So, to avoid conflicts or awkward situations, I urge you to read and remember the greeting rules I will tell you about in this post.

A popular biker greeting is putting the left arm out and down at the angle of 45 degrees and making a V sign
A popular biker greeting is putting the left arm out and down at the angle of 45 degrees and making a V sign

Bikers are surprisingly united in helping their fellows facing a breakdown or other serious trouble on the road. And it’s not just an allegation but a result of a study by Australian enthusiasts. They found out empirically that 61% of bikers are willing to help another rider with a repair or tow and share gasoline to help them make it to the nearest gas station. Just compare that to only 25% of car owners who help out other car drivers in similar situations.

The researchers concluded that this phenomenon has 3 reasons:

  1. It is normal for a biker’s worldview to feel the so-called “moto brotherhood”, to know that you can always count that your fellow bikers will lend a hand.
  2. Bikers feel their exclusivity because there are very few of them on the road. Thus, they must support their culture and the feeling of freedom and not fail anyone who shares the same values since there are only 1% of motorcyclists compared to car drivers. Car drivers know that they are the majority. They think, “there are plenty of others behind me who can help, so why would I spend my precious time helping someone digging under the hood”. Yes, that’s what most car drivers think.
  3. Bikers know what it’s like to ride a bike. Unlike a car, it won’t protect you from the rain or freezing cold, and of course, you cannot sleep on a bike. Therefore, they know that any motorcycle problems need to be solved as quickly as possible. Sometimes it is literally a matter of survival.

How to properly greet another biker

To date, it is unknown who and when started the tradition of biker’s greetings. There is a myth that in 1904 Harley (one of the founding fathers of the legendary Harley- Davidson) greeted Arthur Davidson (yes, that Davidson!) by waving his hand when they were riding their bikes toward each other.

In general, until 1946, when bikers, having decided to maintain their harsh image, agreed to unify the greetings, there was complete discord. The idiom could describe the situation that everything was “at sixes and sevens“. Simply put, everyone had been greeting others however they wanted. Only in 1946 was this mess solved by establishing a certain unspoken set of rules on biker greeting.

Now, you can only greet an oncoming motorcyclist with your left hand. The reason for prohibiting salutations with the right hand is related to a safety issue as it controls the throttle and the brake lever.

As for the palm, its inner side can be either:

  1. Facing the road.
  2. Facing the oncoming biker.

If you wish, you can make a V sign with your palm, which means peace in the bikers’ language.

There are 5 types of greetings:

  1. Left hand is put out and down at an angle of around 45 degrees. Such a biker’s “hello” is sometimes called Harley’s greeting. It is the most convenient greeting type for you if you ride a cruiser or chopper with a tall steering fork that will simply hide your hand in any other type of greeting.
  2. The left hand is put out straight to the side. A deviation of approximately 10 degrees up or down is allowed. This greeting is best for motorcyclists riding baggers or sportbikes.
  3. The left hand is raised up. It is a convenient way to say hello on a sports or motocross bike.
  4. Left palm is lifted up.

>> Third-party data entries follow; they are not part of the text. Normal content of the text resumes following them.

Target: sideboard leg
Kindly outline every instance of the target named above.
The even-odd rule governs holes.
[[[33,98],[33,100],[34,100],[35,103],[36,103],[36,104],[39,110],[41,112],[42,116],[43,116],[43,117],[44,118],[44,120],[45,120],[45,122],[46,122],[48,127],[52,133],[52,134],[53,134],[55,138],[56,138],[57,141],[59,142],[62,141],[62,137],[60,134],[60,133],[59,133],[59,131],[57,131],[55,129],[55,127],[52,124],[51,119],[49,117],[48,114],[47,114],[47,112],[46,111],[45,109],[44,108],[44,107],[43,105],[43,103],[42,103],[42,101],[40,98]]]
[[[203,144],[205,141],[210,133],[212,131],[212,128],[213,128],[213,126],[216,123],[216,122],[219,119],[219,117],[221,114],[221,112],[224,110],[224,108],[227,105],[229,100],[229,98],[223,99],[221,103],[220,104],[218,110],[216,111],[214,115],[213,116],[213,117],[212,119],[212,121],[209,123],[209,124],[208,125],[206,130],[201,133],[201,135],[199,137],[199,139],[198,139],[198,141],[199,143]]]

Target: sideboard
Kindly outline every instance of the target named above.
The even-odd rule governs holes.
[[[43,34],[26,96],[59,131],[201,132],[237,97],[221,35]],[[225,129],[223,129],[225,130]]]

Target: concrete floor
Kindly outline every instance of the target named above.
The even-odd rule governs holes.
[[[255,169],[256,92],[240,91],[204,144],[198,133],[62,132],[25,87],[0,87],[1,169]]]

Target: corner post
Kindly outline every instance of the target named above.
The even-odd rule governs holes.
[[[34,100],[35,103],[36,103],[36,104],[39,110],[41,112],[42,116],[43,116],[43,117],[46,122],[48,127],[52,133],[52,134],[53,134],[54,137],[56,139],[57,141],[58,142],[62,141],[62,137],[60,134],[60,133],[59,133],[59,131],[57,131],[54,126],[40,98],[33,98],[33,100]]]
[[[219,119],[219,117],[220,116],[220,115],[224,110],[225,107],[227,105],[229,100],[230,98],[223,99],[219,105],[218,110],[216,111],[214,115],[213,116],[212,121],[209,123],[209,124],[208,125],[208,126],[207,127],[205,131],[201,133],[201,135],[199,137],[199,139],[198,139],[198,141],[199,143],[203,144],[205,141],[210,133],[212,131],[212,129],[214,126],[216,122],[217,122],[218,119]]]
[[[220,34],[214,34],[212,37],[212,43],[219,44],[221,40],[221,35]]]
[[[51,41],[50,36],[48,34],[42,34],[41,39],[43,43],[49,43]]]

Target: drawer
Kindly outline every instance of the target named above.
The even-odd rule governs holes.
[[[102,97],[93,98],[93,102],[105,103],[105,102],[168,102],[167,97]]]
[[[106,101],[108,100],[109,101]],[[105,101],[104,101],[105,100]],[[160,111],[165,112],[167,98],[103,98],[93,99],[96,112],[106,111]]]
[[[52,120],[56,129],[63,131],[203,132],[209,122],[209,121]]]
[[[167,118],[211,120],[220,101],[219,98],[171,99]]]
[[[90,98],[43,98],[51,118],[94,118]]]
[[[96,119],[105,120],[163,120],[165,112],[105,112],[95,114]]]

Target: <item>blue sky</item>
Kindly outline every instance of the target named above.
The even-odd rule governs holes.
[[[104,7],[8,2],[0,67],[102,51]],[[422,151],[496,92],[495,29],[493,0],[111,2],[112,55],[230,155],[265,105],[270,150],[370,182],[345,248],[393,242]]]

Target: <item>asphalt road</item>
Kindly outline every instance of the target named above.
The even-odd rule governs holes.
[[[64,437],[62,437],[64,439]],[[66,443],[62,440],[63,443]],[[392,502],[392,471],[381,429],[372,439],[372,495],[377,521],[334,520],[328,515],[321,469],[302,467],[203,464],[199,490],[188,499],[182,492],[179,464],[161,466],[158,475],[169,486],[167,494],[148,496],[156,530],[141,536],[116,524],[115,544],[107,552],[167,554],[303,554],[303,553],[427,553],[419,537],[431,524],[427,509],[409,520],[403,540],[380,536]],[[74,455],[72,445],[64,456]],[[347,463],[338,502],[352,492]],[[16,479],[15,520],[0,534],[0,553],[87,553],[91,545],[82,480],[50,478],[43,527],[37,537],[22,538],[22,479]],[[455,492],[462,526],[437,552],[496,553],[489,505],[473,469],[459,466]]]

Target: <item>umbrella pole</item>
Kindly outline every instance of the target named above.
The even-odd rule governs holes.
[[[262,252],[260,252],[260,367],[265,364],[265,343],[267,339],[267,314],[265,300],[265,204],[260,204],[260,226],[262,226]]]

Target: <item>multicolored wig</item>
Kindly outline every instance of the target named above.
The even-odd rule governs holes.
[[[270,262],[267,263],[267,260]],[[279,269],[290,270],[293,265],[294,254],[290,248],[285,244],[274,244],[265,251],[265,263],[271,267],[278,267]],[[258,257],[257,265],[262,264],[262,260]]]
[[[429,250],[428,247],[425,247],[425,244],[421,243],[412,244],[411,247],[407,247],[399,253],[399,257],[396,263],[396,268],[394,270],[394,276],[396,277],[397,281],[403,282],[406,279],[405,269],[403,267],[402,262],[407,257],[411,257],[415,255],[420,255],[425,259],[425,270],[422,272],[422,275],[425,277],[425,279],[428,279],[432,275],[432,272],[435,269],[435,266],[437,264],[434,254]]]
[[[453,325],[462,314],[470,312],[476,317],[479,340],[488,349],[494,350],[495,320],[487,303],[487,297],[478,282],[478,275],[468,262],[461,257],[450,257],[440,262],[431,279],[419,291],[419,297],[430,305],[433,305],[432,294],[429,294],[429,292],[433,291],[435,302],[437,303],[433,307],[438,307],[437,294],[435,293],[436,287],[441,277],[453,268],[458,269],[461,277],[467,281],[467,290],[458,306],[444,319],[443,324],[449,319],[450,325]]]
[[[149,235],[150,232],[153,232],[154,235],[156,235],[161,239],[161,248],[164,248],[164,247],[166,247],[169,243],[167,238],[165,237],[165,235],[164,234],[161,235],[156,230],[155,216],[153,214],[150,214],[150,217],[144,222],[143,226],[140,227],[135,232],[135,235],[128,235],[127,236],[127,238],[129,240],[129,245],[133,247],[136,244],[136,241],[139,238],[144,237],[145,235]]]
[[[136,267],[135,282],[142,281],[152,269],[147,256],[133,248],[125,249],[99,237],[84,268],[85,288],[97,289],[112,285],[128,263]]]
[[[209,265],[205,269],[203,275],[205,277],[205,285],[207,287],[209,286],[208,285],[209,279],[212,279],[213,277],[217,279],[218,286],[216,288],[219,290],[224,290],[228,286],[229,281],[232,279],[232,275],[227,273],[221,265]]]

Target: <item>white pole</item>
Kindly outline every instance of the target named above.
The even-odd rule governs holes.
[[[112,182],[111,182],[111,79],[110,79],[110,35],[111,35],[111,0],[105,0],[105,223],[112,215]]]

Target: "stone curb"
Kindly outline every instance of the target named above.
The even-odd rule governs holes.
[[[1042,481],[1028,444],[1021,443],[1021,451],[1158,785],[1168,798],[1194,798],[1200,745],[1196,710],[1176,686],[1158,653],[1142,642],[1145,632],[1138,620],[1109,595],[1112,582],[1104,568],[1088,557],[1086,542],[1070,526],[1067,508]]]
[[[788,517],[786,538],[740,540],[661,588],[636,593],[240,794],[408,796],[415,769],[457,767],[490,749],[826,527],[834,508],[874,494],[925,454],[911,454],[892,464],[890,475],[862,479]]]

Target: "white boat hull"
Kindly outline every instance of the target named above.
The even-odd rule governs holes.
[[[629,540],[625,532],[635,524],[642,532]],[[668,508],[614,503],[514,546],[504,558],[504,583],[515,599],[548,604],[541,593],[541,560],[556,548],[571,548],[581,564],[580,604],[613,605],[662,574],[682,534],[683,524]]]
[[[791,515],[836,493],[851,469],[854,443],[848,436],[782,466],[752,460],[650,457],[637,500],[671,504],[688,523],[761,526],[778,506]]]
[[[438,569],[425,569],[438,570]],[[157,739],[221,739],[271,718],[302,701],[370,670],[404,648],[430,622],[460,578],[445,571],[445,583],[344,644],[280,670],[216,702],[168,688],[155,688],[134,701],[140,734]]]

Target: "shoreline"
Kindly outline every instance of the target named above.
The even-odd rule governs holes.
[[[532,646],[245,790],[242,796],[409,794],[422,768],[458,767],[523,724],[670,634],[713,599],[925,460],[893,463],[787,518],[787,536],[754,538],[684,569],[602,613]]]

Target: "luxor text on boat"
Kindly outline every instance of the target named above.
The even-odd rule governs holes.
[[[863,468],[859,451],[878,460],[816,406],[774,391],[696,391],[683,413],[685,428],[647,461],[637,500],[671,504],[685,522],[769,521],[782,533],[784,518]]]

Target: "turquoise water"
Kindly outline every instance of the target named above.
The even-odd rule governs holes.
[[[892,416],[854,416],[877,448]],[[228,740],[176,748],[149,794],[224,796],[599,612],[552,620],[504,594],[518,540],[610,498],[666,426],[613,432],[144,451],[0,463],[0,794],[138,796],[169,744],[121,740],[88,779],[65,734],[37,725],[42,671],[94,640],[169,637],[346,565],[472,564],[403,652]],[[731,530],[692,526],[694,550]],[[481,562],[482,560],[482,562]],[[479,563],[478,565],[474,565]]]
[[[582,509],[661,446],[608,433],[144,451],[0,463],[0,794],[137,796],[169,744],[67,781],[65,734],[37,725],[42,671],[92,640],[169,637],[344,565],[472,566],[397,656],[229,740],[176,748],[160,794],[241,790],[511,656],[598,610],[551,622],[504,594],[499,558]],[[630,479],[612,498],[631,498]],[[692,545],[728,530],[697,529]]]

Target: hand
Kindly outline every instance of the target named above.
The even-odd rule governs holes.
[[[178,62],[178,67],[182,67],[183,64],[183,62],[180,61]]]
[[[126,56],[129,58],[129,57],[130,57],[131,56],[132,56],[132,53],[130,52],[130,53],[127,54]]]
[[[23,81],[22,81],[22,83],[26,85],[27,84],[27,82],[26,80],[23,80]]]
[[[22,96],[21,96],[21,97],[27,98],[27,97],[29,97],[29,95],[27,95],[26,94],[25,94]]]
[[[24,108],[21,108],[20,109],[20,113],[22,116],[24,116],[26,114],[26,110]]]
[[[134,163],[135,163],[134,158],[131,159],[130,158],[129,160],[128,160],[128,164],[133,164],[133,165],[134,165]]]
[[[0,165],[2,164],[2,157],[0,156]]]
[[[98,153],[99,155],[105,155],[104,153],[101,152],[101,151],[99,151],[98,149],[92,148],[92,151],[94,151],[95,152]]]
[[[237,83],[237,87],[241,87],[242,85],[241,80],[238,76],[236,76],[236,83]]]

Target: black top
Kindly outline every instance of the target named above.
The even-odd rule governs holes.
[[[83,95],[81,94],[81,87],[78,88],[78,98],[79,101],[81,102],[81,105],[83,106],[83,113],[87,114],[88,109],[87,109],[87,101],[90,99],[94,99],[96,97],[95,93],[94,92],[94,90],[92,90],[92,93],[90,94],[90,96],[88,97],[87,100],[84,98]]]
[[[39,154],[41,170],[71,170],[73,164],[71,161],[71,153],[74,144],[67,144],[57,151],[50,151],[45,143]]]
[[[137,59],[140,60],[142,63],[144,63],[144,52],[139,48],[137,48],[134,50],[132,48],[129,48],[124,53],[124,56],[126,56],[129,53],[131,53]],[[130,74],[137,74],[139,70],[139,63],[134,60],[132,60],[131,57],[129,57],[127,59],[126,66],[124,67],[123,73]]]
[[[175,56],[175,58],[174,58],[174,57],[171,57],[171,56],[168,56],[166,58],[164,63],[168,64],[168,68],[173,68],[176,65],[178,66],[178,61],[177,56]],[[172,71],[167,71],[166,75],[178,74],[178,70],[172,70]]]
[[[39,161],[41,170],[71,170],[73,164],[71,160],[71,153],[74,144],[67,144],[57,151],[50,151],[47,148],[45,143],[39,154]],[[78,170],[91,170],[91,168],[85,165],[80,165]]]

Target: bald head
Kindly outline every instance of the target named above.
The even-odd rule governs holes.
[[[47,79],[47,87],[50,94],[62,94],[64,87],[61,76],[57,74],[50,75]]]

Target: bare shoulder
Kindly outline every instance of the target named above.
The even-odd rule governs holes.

With such a greeting, the palm comes off the steering wheel upwards by 10-20 cm. The palm’s inner side turns towards the oncoming biker and then falls back on the steering handle. It is best suited when both motorcyclists are riding at high speed and do not physically have time to say hello in a different way.
  5. In Europe, a leg “hello” gesture is acceptable, i.e. the left leg is slightly off the footboard and extended to the side.

It is a must to greet a fellow biker on a clear or country road with little traffic. It is acceptable not to greet in heavy traffic, on a sharp turn, at night, and during rain.

Biker’s mutual aid

Supporting each other in a difficult situation is a universal principle for all bikers. Despite uncompromising war and willingness to kill each other in other circumstances, the members of feuding biker clubs will help their adversaries on the road in case of an accident, breakdown, or any other trouble.

repairing his bike on a country road
Repairing his bike on a country road

There are special signs that will tell you what help exactly is needed from your fellow biker or how to ask for help for yourself. Usually, the signs are made with a helmet:

  • When it lies on the road in its usual position, as if put on the head, its owner has experienced technical difficulties.
  • When the helmet lies on the side, the biker needs urgent medical attention. Be sure to remember this sign because it can save someone’s life or your life if you need medical aid.
  • When the helmet lies upside down, it means that the biker has run out of fuel.

Sometimes you can see a bandana tied to the handlebars of a motorcycle standing alone on the side of the road. In this case, the biker asks for help repairing the broken bike.

The program helps bikers overcome the accident’s consequences and provides psychological, legal, and medical assistance. It helps contact relatives, finds donors if necessary, collects all the information about the accident, and helps evacuate the motorcycle. The organization MOTOHELP provides similar assistance to bikers on the territory of Ukraine. However, it operates only in Kyiv and the nearest suburbs.